Mothercare will tomorrow reveal it has rehired former boss Mark Newton-Jones just over a month after he was sacked, in a surprise move which will see him take the helm of the troubled retailer as it embarks on a major restructuring.
The baby chain, which will lay out details of the overhaul in its results on Thursday, ditched Mr Newton-Jones as chief executive last month, with then-chairman Alan Parker having said although he had “done a good job, we think we can do even better going forward”.
Two weeks after that, Mr Parker was replaced in the chairman post by Clive Whiley. Reports suggested Mr Whiley had been a key player in pulling together a rescue deal and forming the restructuring plans.

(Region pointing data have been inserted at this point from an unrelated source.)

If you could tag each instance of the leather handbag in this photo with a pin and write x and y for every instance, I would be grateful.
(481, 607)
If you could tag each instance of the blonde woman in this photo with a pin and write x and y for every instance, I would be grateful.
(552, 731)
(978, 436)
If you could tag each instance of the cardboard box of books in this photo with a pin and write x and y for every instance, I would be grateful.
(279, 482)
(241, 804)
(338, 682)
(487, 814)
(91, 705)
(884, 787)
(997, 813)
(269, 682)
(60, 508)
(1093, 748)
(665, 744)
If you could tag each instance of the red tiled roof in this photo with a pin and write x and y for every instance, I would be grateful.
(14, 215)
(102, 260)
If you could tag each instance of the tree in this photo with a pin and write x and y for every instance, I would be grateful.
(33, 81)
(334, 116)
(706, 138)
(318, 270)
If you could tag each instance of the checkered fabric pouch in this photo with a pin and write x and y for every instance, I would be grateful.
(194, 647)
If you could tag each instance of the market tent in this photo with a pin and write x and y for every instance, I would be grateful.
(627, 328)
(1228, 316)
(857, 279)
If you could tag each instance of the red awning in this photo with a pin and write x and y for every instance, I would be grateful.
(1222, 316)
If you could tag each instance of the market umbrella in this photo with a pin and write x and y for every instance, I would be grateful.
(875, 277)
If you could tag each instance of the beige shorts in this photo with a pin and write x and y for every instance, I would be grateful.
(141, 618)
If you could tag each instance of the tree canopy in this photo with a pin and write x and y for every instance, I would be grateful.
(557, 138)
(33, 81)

It is thought that David Wood, the former Tesco executive who had replaced Mr Newton-Woods, will shift to another position with the group, although it was not clear what this role would be this evening.
The latest change at the top, first reported by Sky News, will be revealed alongside details of Mothercare’s substantial restructuring, which it is undertaking in a bid to avoid becoming the latest high street name to collapse into administration.
It is expected tomorrow to announce the closure of 50 stores, as part of a company voluntary arrangement (CVA), an insolvency process which allows companies to drive down rents at certain stores and shut underperforming sites.
The shuttering of those stores could trigger hundreds of job losses, adding to the growing number of retail positions to be slashed this year. Poundworld and House of Fraser are also currently in the middle of CVAs, while stalwarts such as Toys R Us have disappeared from the high street.
Mothercare confirmed a Sunday Telegraph report earlier this week that it would be tapping shareholders for cash as part of the measures.
It has also been also working with Rothschild, the investment bank, to explore other financing options, and KPMG has been in talks over its existing debt with HSBC and Barclays.